Particularly poignant responses came with Monifa’s question about where the women get the courage to be a leader. Smith said: “I want to go to bed at night knowing I made some contributions.” She noted how painful it is that racism is still a reality in America. “Everybody has to get out and take a stand. I want better for my kids, I want better for my grandson, I don’t want him to go through what I went through. Yes, I have the courage to do it because I have the right to do it.” Chilcott cited her husband’s role in giving her courage when she doubts herself, as do the girls at Girls Inc. “When you’re stressed and go out and see 100 kids of all kinds of diversity…see them getting along together, or not getting along but figuring out ways to talk about it,” she said.

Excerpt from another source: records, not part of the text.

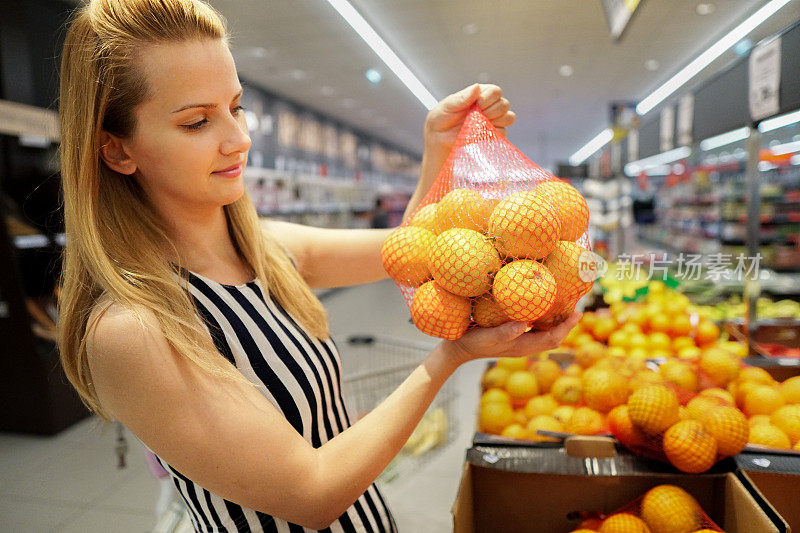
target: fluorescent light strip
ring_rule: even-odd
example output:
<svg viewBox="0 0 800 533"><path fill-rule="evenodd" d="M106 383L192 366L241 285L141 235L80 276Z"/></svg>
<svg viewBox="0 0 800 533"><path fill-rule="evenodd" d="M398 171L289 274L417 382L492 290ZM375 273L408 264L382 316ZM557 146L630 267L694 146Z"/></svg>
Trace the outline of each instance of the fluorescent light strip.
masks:
<svg viewBox="0 0 800 533"><path fill-rule="evenodd" d="M775 155L786 155L793 154L794 152L800 152L800 141L779 144L770 148L770 151Z"/></svg>
<svg viewBox="0 0 800 533"><path fill-rule="evenodd" d="M800 110L764 120L759 123L758 131L765 133L797 122L800 122Z"/></svg>
<svg viewBox="0 0 800 533"><path fill-rule="evenodd" d="M400 81L402 81L403 84L408 87L408 90L417 97L417 100L422 102L422 105L429 111L436 106L436 98L434 98L422 82L414 76L414 73L409 70L405 63L397 57L397 54L389 48L389 45L381 39L380 35L372 29L372 26L364 20L364 17L350 5L350 2L347 0L328 0L328 3L339 12L342 18L344 18L354 30L356 30L356 33L358 33L358 35L364 39L364 42L378 54L378 57L380 57L381 60L386 63L386 66L400 78Z"/></svg>
<svg viewBox="0 0 800 533"><path fill-rule="evenodd" d="M639 159L638 161L633 161L625 165L625 174L628 176L637 176L643 170L646 171L651 168L664 166L667 163L672 163L679 159L685 159L689 157L691 153L691 148L688 146L681 146L680 148L675 148L668 152L645 157L644 159Z"/></svg>
<svg viewBox="0 0 800 533"><path fill-rule="evenodd" d="M598 133L594 139L586 143L583 148L572 154L569 158L569 164L573 166L580 165L586 161L587 157L605 146L606 143L613 138L614 132L611 131L611 128L604 129Z"/></svg>
<svg viewBox="0 0 800 533"><path fill-rule="evenodd" d="M747 126L744 128L739 128L733 131L729 131L727 133L723 133L721 135L717 135L715 137L709 137L703 141L700 141L700 149L704 152L709 150L713 150L715 148L719 148L720 146L725 146L726 144L731 144L736 141L741 141L742 139L747 139L750 132Z"/></svg>
<svg viewBox="0 0 800 533"><path fill-rule="evenodd" d="M728 48L736 44L745 35L756 29L762 22L774 15L780 8L788 3L789 0L772 0L750 15L747 20L728 32L725 37L717 41L694 61L686 65L664 83L664 85L639 102L636 106L636 112L639 113L639 115L647 114L651 109L663 102L665 98L677 91L684 83L692 79L698 72L706 68L712 61L721 56Z"/></svg>

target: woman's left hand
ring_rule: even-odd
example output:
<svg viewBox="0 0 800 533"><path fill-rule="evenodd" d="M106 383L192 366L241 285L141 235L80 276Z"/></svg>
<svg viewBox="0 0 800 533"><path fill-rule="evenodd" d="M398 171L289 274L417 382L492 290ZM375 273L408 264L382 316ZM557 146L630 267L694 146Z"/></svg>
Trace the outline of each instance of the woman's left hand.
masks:
<svg viewBox="0 0 800 533"><path fill-rule="evenodd" d="M475 83L444 98L425 119L425 148L447 153L458 136L472 104L478 103L486 118L505 135L516 115L497 85Z"/></svg>

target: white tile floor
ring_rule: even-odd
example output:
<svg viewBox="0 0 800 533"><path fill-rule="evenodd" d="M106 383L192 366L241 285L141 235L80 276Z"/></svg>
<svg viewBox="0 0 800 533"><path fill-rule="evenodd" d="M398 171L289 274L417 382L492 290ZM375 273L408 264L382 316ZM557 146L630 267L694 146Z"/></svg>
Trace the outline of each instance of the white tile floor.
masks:
<svg viewBox="0 0 800 533"><path fill-rule="evenodd" d="M408 310L390 282L344 289L324 303L340 345L348 335L363 333L433 343L408 322ZM452 378L458 392L452 409L456 437L422 467L402 470L382 487L402 533L452 530L450 507L474 428L482 367L470 363ZM114 427L95 418L54 437L0 434L0 532L149 531L158 482L147 469L141 444L131 436L129 466L117 469L115 443Z"/></svg>

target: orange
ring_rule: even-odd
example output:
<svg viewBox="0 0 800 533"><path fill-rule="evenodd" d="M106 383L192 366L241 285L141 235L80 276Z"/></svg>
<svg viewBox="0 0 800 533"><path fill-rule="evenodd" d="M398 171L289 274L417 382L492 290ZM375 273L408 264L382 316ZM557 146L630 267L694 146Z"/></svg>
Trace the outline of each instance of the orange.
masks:
<svg viewBox="0 0 800 533"><path fill-rule="evenodd" d="M439 200L436 220L441 231L465 228L486 233L494 206L470 189L453 189Z"/></svg>
<svg viewBox="0 0 800 533"><path fill-rule="evenodd" d="M635 359L649 359L651 352L646 348L631 348L628 352L628 357Z"/></svg>
<svg viewBox="0 0 800 533"><path fill-rule="evenodd" d="M583 397L583 382L577 376L561 376L553 382L550 393L558 403L574 405Z"/></svg>
<svg viewBox="0 0 800 533"><path fill-rule="evenodd" d="M731 352L739 359L747 357L749 355L749 350L747 348L747 345L742 344L741 342L736 342L736 341L720 342L719 347L722 348L723 350Z"/></svg>
<svg viewBox="0 0 800 533"><path fill-rule="evenodd" d="M654 331L650 334L648 345L650 346L651 350L669 351L670 348L672 348L672 341L670 340L669 335L663 331Z"/></svg>
<svg viewBox="0 0 800 533"><path fill-rule="evenodd" d="M728 383L728 391L736 399L736 405L744 410L744 400L747 397L747 393L761 385L761 383L755 381L732 381Z"/></svg>
<svg viewBox="0 0 800 533"><path fill-rule="evenodd" d="M439 228L439 221L436 217L436 208L438 205L437 203L432 203L420 207L411 218L411 225L438 234L441 231Z"/></svg>
<svg viewBox="0 0 800 533"><path fill-rule="evenodd" d="M700 348L697 346L687 346L678 351L679 359L697 359L700 357Z"/></svg>
<svg viewBox="0 0 800 533"><path fill-rule="evenodd" d="M628 349L630 347L630 343L628 341L628 333L618 329L617 331L611 332L611 335L608 336L608 345L609 346L619 346L621 348Z"/></svg>
<svg viewBox="0 0 800 533"><path fill-rule="evenodd" d="M755 426L750 426L750 437L747 439L747 442L750 444L758 444L759 446L766 446L767 448L777 448L779 450L788 450L792 447L792 441L789 439L789 435L772 424L756 424Z"/></svg>
<svg viewBox="0 0 800 533"><path fill-rule="evenodd" d="M628 398L628 413L642 431L656 434L678 421L678 398L663 385L645 385Z"/></svg>
<svg viewBox="0 0 800 533"><path fill-rule="evenodd" d="M414 293L411 318L427 335L455 340L469 327L472 304L462 296L439 287L435 281L423 283Z"/></svg>
<svg viewBox="0 0 800 533"><path fill-rule="evenodd" d="M699 474L714 466L717 439L697 420L683 420L664 433L664 453L681 472Z"/></svg>
<svg viewBox="0 0 800 533"><path fill-rule="evenodd" d="M750 424L735 407L713 407L703 413L703 426L717 441L717 453L730 456L744 450L750 436Z"/></svg>
<svg viewBox="0 0 800 533"><path fill-rule="evenodd" d="M697 324L697 332L694 335L694 339L698 346L711 344L716 342L718 338L719 328L717 325L708 319L701 318L700 323Z"/></svg>
<svg viewBox="0 0 800 533"><path fill-rule="evenodd" d="M381 261L389 276L401 285L419 287L431 277L428 253L436 235L415 226L394 230L381 247Z"/></svg>
<svg viewBox="0 0 800 533"><path fill-rule="evenodd" d="M504 402L485 403L481 405L479 419L483 432L499 435L514 422L514 410Z"/></svg>
<svg viewBox="0 0 800 533"><path fill-rule="evenodd" d="M583 401L586 405L607 413L614 407L625 403L630 395L628 381L620 374L604 369L590 368L583 373Z"/></svg>
<svg viewBox="0 0 800 533"><path fill-rule="evenodd" d="M784 405L772 413L770 422L786 433L792 444L800 441L800 405Z"/></svg>
<svg viewBox="0 0 800 533"><path fill-rule="evenodd" d="M786 403L800 403L800 376L794 376L781 383L781 396Z"/></svg>
<svg viewBox="0 0 800 533"><path fill-rule="evenodd" d="M739 372L739 381L755 381L762 385L772 385L775 379L769 375L769 372L763 368L756 366L746 366Z"/></svg>
<svg viewBox="0 0 800 533"><path fill-rule="evenodd" d="M536 383L539 384L539 392L542 394L550 392L553 383L561 377L561 367L550 359L534 362L531 371L536 376Z"/></svg>
<svg viewBox="0 0 800 533"><path fill-rule="evenodd" d="M528 368L527 357L499 357L497 359L497 366L505 368L509 372L515 370L526 370Z"/></svg>
<svg viewBox="0 0 800 533"><path fill-rule="evenodd" d="M525 427L528 424L528 416L525 409L514 409L514 423Z"/></svg>
<svg viewBox="0 0 800 533"><path fill-rule="evenodd" d="M674 316L669 324L669 332L674 338L691 338L689 334L692 332L692 321L688 315ZM694 340L692 340L692 344L694 344Z"/></svg>
<svg viewBox="0 0 800 533"><path fill-rule="evenodd" d="M472 304L472 319L482 328L493 328L511 321L503 308L494 301L491 293L475 298Z"/></svg>
<svg viewBox="0 0 800 533"><path fill-rule="evenodd" d="M564 424L564 431L577 435L597 435L605 430L602 413L589 407L578 407Z"/></svg>
<svg viewBox="0 0 800 533"><path fill-rule="evenodd" d="M650 326L650 331L666 333L670 331L670 322L669 315L653 315L650 317L648 325Z"/></svg>
<svg viewBox="0 0 800 533"><path fill-rule="evenodd" d="M674 383L678 387L694 392L697 390L698 380L692 367L677 359L668 359L658 367L658 371L664 380Z"/></svg>
<svg viewBox="0 0 800 533"><path fill-rule="evenodd" d="M597 321L599 319L600 317L597 315L597 313L588 311L584 313L583 316L581 317L580 325L585 330L591 331L594 325L597 324Z"/></svg>
<svg viewBox="0 0 800 533"><path fill-rule="evenodd" d="M642 445L647 440L645 434L631 420L627 405L616 406L606 418L609 431L626 446Z"/></svg>
<svg viewBox="0 0 800 533"><path fill-rule="evenodd" d="M503 199L489 217L495 248L514 259L546 257L560 240L561 230L558 210L535 189Z"/></svg>
<svg viewBox="0 0 800 533"><path fill-rule="evenodd" d="M583 374L583 367L578 363L571 363L564 369L565 376L581 377Z"/></svg>
<svg viewBox="0 0 800 533"><path fill-rule="evenodd" d="M525 416L529 419L538 415L549 415L558 407L558 402L549 394L534 396L525 404Z"/></svg>
<svg viewBox="0 0 800 533"><path fill-rule="evenodd" d="M500 269L500 256L489 240L471 229L440 233L428 252L433 279L459 296L480 296L492 287L491 276Z"/></svg>
<svg viewBox="0 0 800 533"><path fill-rule="evenodd" d="M536 319L536 321L531 324L531 327L539 331L549 331L553 329L569 318L575 310L575 305L577 303L577 300L572 302L559 302L556 300L550 310L541 318Z"/></svg>
<svg viewBox="0 0 800 533"><path fill-rule="evenodd" d="M608 357L626 357L628 351L622 346L609 346L606 350L606 355Z"/></svg>
<svg viewBox="0 0 800 533"><path fill-rule="evenodd" d="M617 321L610 316L604 316L597 319L592 327L592 335L595 339L605 342L608 340L609 335L616 329Z"/></svg>
<svg viewBox="0 0 800 533"><path fill-rule="evenodd" d="M596 529L580 528L580 529L573 529L572 531L570 531L570 533L595 533L596 531L597 531Z"/></svg>
<svg viewBox="0 0 800 533"><path fill-rule="evenodd" d="M650 369L641 370L633 375L631 378L631 389L636 390L645 385L659 385L663 382L661 374L654 372Z"/></svg>
<svg viewBox="0 0 800 533"><path fill-rule="evenodd" d="M587 333L585 331L581 331L577 335L575 335L573 346L575 348L579 346L583 346L584 344L589 344L590 342L595 342L594 337L592 337L591 333Z"/></svg>
<svg viewBox="0 0 800 533"><path fill-rule="evenodd" d="M509 372L507 369L493 366L486 373L483 374L481 378L481 387L484 389L491 389L494 387L503 387L506 384L506 380L508 379Z"/></svg>
<svg viewBox="0 0 800 533"><path fill-rule="evenodd" d="M572 416L572 413L575 412L575 408L571 405L560 405L556 407L555 411L550 413L550 416L561 422L562 424L566 424L569 417Z"/></svg>
<svg viewBox="0 0 800 533"><path fill-rule="evenodd" d="M527 400L539 394L539 386L532 372L517 370L508 376L506 391L512 400Z"/></svg>
<svg viewBox="0 0 800 533"><path fill-rule="evenodd" d="M771 415L783 407L783 396L775 387L757 385L744 397L744 412L747 416Z"/></svg>
<svg viewBox="0 0 800 533"><path fill-rule="evenodd" d="M641 348L646 350L650 341L644 333L632 333L628 337L628 348L633 350L635 348Z"/></svg>
<svg viewBox="0 0 800 533"><path fill-rule="evenodd" d="M698 394L686 404L686 412L692 420L703 420L703 416L709 409L722 406L718 398L709 398Z"/></svg>
<svg viewBox="0 0 800 533"><path fill-rule="evenodd" d="M606 354L606 348L597 341L586 343L575 349L575 362L583 368L589 368Z"/></svg>
<svg viewBox="0 0 800 533"><path fill-rule="evenodd" d="M651 350L648 359L669 359L672 357L672 352L669 350Z"/></svg>
<svg viewBox="0 0 800 533"><path fill-rule="evenodd" d="M736 401L733 399L733 395L730 392L716 387L701 390L700 396L711 396L713 398L718 398L723 403L728 405L734 405L736 403Z"/></svg>
<svg viewBox="0 0 800 533"><path fill-rule="evenodd" d="M545 437L543 435L539 435L536 432L541 429L544 431L558 431L559 433L561 433L564 431L564 424L562 424L552 416L537 415L531 418L530 422L528 422L528 425L525 427L525 429L528 432L528 438L531 440L557 442L558 439Z"/></svg>
<svg viewBox="0 0 800 533"><path fill-rule="evenodd" d="M593 258L586 248L574 242L559 241L544 259L544 266L556 279L556 301L574 302L592 288L593 279L582 279L587 277L584 269L588 267L583 264L587 256Z"/></svg>
<svg viewBox="0 0 800 533"><path fill-rule="evenodd" d="M545 181L534 189L550 198L561 225L559 239L577 241L589 228L589 207L575 187L560 180Z"/></svg>
<svg viewBox="0 0 800 533"><path fill-rule="evenodd" d="M687 320L688 320L688 318L687 318ZM691 325L690 325L690 327L691 327ZM692 339L691 337L686 337L686 336L674 337L672 339L672 351L675 352L675 353L678 353L679 351L681 351L683 348L686 348L687 346L694 346L694 339Z"/></svg>
<svg viewBox="0 0 800 533"><path fill-rule="evenodd" d="M647 491L640 514L653 533L692 533L702 527L700 504L675 485L658 485Z"/></svg>
<svg viewBox="0 0 800 533"><path fill-rule="evenodd" d="M770 417L769 417L769 415L751 416L748 419L747 423L750 425L750 427L757 426L759 424L769 424L770 423Z"/></svg>
<svg viewBox="0 0 800 533"><path fill-rule="evenodd" d="M556 280L540 263L512 261L495 274L492 295L509 318L533 322L555 303Z"/></svg>
<svg viewBox="0 0 800 533"><path fill-rule="evenodd" d="M711 347L700 356L700 370L705 372L714 385L724 387L736 379L741 367L736 356L722 348Z"/></svg>
<svg viewBox="0 0 800 533"><path fill-rule="evenodd" d="M510 404L511 396L508 394L508 392L504 391L503 389L497 389L497 388L489 389L483 394L481 394L481 405L486 403L495 403L495 402Z"/></svg>
<svg viewBox="0 0 800 533"><path fill-rule="evenodd" d="M638 324L634 324L633 322L626 322L622 324L622 327L619 329L621 331L624 331L628 335L633 335L634 333L642 333L642 328L639 327Z"/></svg>
<svg viewBox="0 0 800 533"><path fill-rule="evenodd" d="M612 514L603 521L600 533L650 533L650 528L639 517L630 513Z"/></svg>
<svg viewBox="0 0 800 533"><path fill-rule="evenodd" d="M527 439L528 432L525 431L525 428L522 427L521 424L511 424L506 426L503 431L500 433L503 437L509 437L512 439Z"/></svg>

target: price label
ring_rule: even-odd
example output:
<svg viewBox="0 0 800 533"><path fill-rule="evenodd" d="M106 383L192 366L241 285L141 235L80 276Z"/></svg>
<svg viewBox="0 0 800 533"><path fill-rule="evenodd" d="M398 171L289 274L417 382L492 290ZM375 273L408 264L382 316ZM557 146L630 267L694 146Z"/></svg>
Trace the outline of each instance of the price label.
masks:
<svg viewBox="0 0 800 533"><path fill-rule="evenodd" d="M760 120L780 109L781 39L753 48L750 54L750 116Z"/></svg>

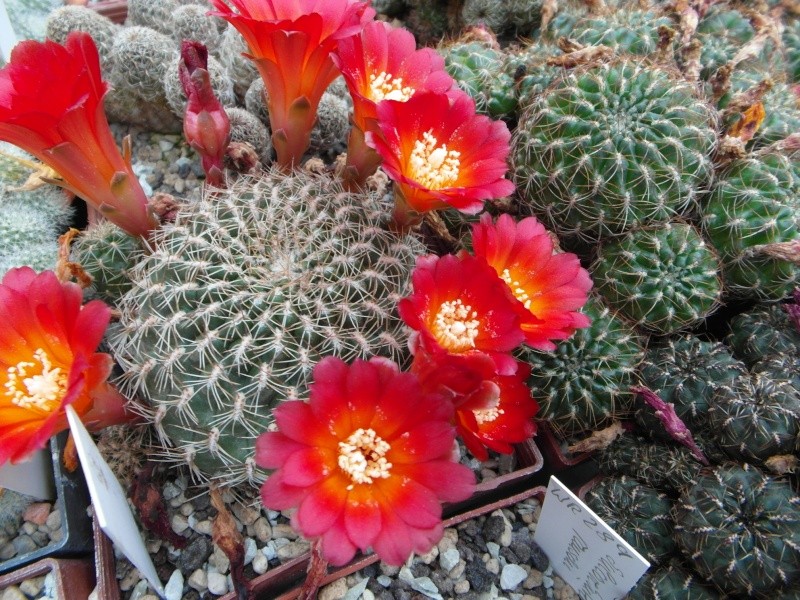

Dailey recalled a period of her life when she left the U.S. for three years to live with her husband and son in Nigeria because of their concerns about racism. “It took more courage on our part to [come back and] say we are Americans and we are entitled to things,” Dailey said. “We wanted to be part of the solution and make it true that there’s liberty and justice for all.”
At the end of the discussion Carole Robie, the FAL’s event chairperson, presented each of the panelists with certificates naming them as honorary board members of the Friends of the Alameda Free Library.